Open teatree1212 opened 8 years ago
@teatree1212 Annemarie - do you expect me to comment on that now, or do you plan to add more information to that thread, first?
If you feel that there is information missing, please let me know. I was done with the comment. But ask questions about things so I can clarify.
With regard to items 3 and 4 in @Nuanda 's post, I would suggest reusing existing models to store block/pot data - specifically, repurposing DesignFactor
where we have five "generic" columns that could hold such values. Additionally, since some scoring units represent individual pots while others are aggregates calculated over several replicate measurements, perhaps we need an extra column in PlantScoringUnit
describing what type of unit we're dealing with (single plant/average of several plants/etc.) - I'm thinking along the lines of an enumerative data type. Such a column would also enable us to correctly interpret the five design factor values in the attached DesignFactor
object. What do you think?
@nowakowski Regarding your second idea - it is already proposed by @teatree1212 that a PlantTrial will have this three-way mutex about the 'state of data' (see the first posting). This will indicate whether PSUs connected to a Trial represent single pots each, or patches of plants, with the adequate consequences (see the 'BUT...' remark).
shouldn't there be a replicate_score_reading column in the TraitScores table?would that help
And you are right, I think there are the design factor column names, which were intended to be used for this. so maybe the relationship is already properly defined between the tables?

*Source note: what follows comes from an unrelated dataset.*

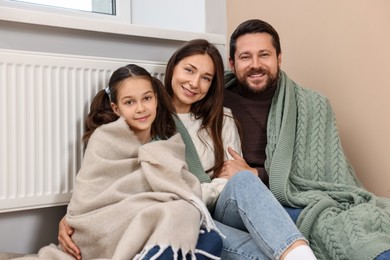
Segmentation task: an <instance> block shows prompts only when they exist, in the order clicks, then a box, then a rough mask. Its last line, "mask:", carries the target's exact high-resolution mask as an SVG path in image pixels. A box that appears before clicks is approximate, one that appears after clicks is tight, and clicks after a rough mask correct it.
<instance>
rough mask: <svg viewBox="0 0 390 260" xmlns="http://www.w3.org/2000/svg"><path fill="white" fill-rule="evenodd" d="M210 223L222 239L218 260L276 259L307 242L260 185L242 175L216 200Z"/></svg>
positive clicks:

However, again, maybe we should not make this compulsory, as I think that it would be a pain to apply this to large-scale experiments. Ideally, people should upload their raw data and maybe in the future, people can do some minor statistical analysis in the BIP, where calculation settings are recorded automatically.
@Nuanda With regard to 'state of data' - glad to see we're thinking along the same lines, however adding this column to plant_trials
instead of plant_scoring_units
is tantamount to declaring that, for a given plant trial, all scoring units are of the same type (block/pot or replicate). @teatree1212 - are you sure this requirement will always be fulfilled?
@teatree1212 Re. your previous comment - that column (replicate_score_reading
) was removed in #123 (it was all '1' anyway). Now - we can reintroduce it, but perhaps we should do that on the PSU level? Then, it will be submitted as an additional column in the scoring csv file in the 3rd step of the submission.
Also:
replicate
column be of an integer type? And should it be made compulsory for 'raw data' submissions and should not be required (or even present) for mean data
submissions?Regarding 5: Relating PSU to both PlantLine
and PlantVariety
is somewhat suspect from the data integrity PoV, but I can add the necessary validations to ensure that no ambiguities arise. @teatree1212 - do you mean that a PSU must always be related to either a PlantLine
or a PlantVariety
and that it can never be related to both at the same time?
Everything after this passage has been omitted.